This being said, here are a few fonts to embrace or eschew, as the case may be:
Papyrus: Avoid this unless your résumé is a fake treasure map that the props department did not spend enough time on.
Wingdings: Depending on your point of view, these are modern hieroglyphs, Emoji 1.0, or the bearers of a terrible secret warning about 9/11. Use them accordingly as you do not want to be associated with any of those things.

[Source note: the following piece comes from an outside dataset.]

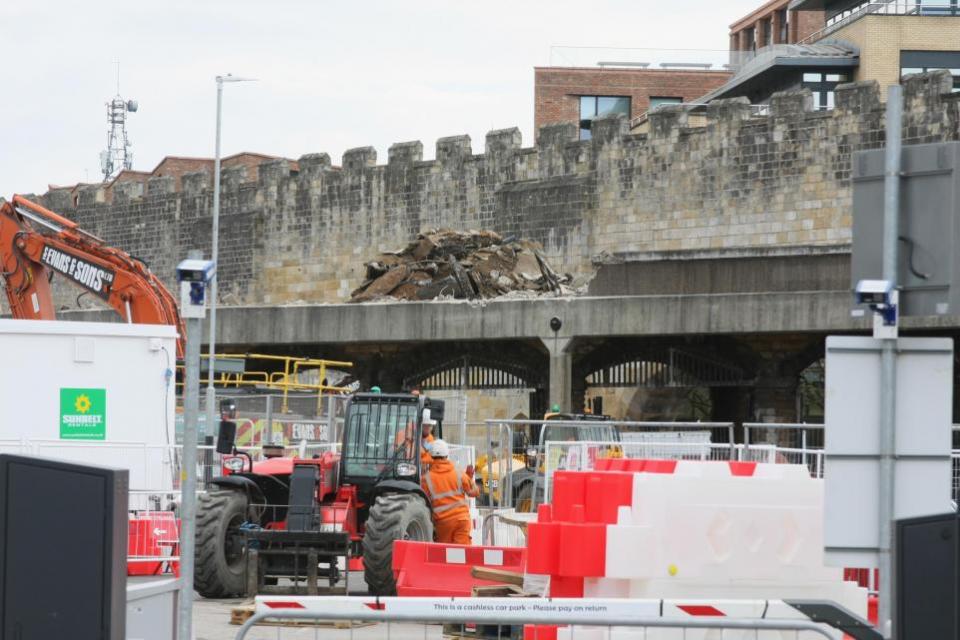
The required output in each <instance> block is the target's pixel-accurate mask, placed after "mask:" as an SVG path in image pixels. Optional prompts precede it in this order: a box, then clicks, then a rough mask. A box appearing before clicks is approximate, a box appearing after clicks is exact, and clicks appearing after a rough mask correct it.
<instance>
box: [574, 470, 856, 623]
mask: <svg viewBox="0 0 960 640" xmlns="http://www.w3.org/2000/svg"><path fill="white" fill-rule="evenodd" d="M736 464H737V463H733V464H729V463H726V462H691V461H680V462H678V463H677V466H676V469H675V472H674V473H636V474H634V479H633V497H632V506H624V507H620V509H619V512H618V519H617V524H615V525H610V526H608V528H607V555H606V570H605V574H606V575H605V577H602V578H588V579H587V580H586V581H585V583H584V595H585V596H586V597H626V598H651V597H656V598H711V597H728V598H743V599H778V598H798V599H802V598H811V599H827V600H832V601H834V602H836V603H838V604H841V605H843V606H844V607H846V608H847V609H850V610H851V611H852V612H854V613H856V614H857V615H860V616H861V617H866V613H867V591H866V589H862V588H860V587H858V586H857V585H856V584H854V583H848V582H843V578H842V570H841V569H838V568H832V567H825V566H824V564H823V481H822V480H818V479H815V478H811V477H810V475H809V473H808V471H807V469H806V467H804V466H802V465H785V464H757V465H756V466H755V467H753V466H752V465H749V464H746V466H745V467H741V469H740V472H743V473H746V472H748V471H751V470H752V475H734V472H733V469H734V468H735V466H734V465H736ZM751 467H753V468H752V469H751ZM638 550H640V552H638Z"/></svg>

Garamond: Garamond is just a fetching font. I have no jokes here. If you have a very short résumé it is to be avoided, as Garamond is a delicate beautiful font that does not fare well when it gets too large. It is like a butterfly. A butterfly, at scale, is charming. A giant butterfly is a terrifying monster insect that will surely devour your family.
Calibri: I would like Calibri (and its companion font, Cambria) better if Word were not so eager to push them on me. They are like those nice guys who keep showing up at dinner with your parents for no apparent reason. If I had been able to come to them on my own, I might be quite attached. As it is, I cannot quite trust them. Their endgame is too apparent.
Courier New: You are not writing on a typewriter. Nothing you do can alter this. The same goes for you, Medieval Fonts That Try To Look Like Something A Monk Calligraphed By Hand. Neither of you is fooling anyone.
Baskerville: This is always the font you almost use before deciding on the font you will actually use. Always a bridesmaid, never an Arial.
Arial: Arial is great because it reminds you that you are typing on a computer in the future. It is terrible because it reminds you of AIM.
Verdana: Too Facebook.
Stencil: What are you applying for, to be the Great Gatsby poster? No.
Impact: Good if you’re applying for a job on a film poster from the ’90s.
Goudy Old Style: If life were just, there would be a time ever to use this font, but there never quite is.
Comic Sans: Acceptable only if you are applying to be the Antichrist.